By Pick P. Grenadine (09441)
I was out to lunch with a friend of mine from high school at a fast casual dining locale. I turn to this friend when I feel as though I might be “losing touch” with the common man and desire to reconnect with my boring, uncultured roots. Midway through our meal, he looked up from his Americanized-Mexican wrap and into my eyes and asked, seemingly on the verge of tears from the confusion he was facing, “Why is that farm full of ducks in charge of all of Canada’s financial decisions?”
I admitted that I didn’t have an answer for him. Nearly one week later, I still don’t.
Most of us are old enough to remember The Great Canadian Financial Reorganization implemented by The Order in 1989. So long as you weren’t living in the Great White North, it was the fodder for an unending torrent of jokes. (Q: Did you hear about the infighting at Canada’s last budget conference?

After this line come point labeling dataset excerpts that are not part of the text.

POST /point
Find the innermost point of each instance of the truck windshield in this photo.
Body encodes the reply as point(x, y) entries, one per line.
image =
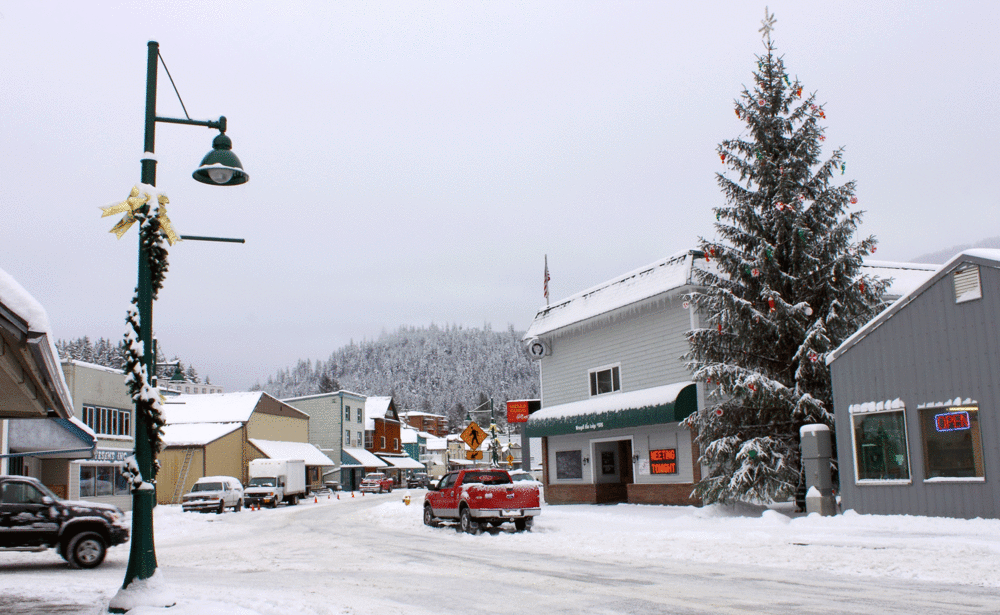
point(207, 487)
point(486, 478)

A: The ducks were in a row.) The reasons behind the decision, at the time, were sound: the Shadow Prime Minister of Canada went rogue and was working to strengthen the Canadian dollar after growing tired of purchasing magazines without a clear price written on the cover, instead finding a cryptic “more in Canada.”
In retaliation, “Mark” née Old Leadership, removed Canada from the Order’s Global Economy control, the Metric Tumble Exchange, and instead decreed that the financial decisions of Canada would be determined randomly by a farm filled with ducks located outside of Hamilton, Ontario. When it was time to create a budget, troughs piled high with bread would be placed near the duck pond. Each trough would be labeled with a different state department, and after one hour, the percentage of bread eaten from each trough would determine the country’s budget. This would result in strange configurations, such as in 1994 when no funds were allocated for education in Canada, or, also in 1994, when 100% of Canada’s budget went to the military because that trough was mistakenly placed closest to the pond.
No one knows why Old Leadership selected ducks. But now, ironically, it is up to our current Leadership, a dog, albeit a very good one, to undo this decision. And as we know from the other major duck-related milestone of the 1980s, the Duck Hunt video game, dogs and ducks don’t always get along.
But I say enough is enough. We have made our point long ago and the danger has completely passed. Shadow Prime Minister Barron P.M. Banner is a distant memory. Canada’s dollar has somehow managed to remain steady, in spite of the fact that it has been controlled by a team of waterfowl for nearly 30 years. And yes, we can all agree that it was very funny when Canada came out with their dollar coin and put a loon on it. We even made that poor Canadian rapper go by the name Drake! But the time has come for us to move on and allow Canadians– human Canadians to control their financial destiny once again.
Burn the troughs. Free the ducks. Let government officials selected by our Order to control the finances of Canada once again.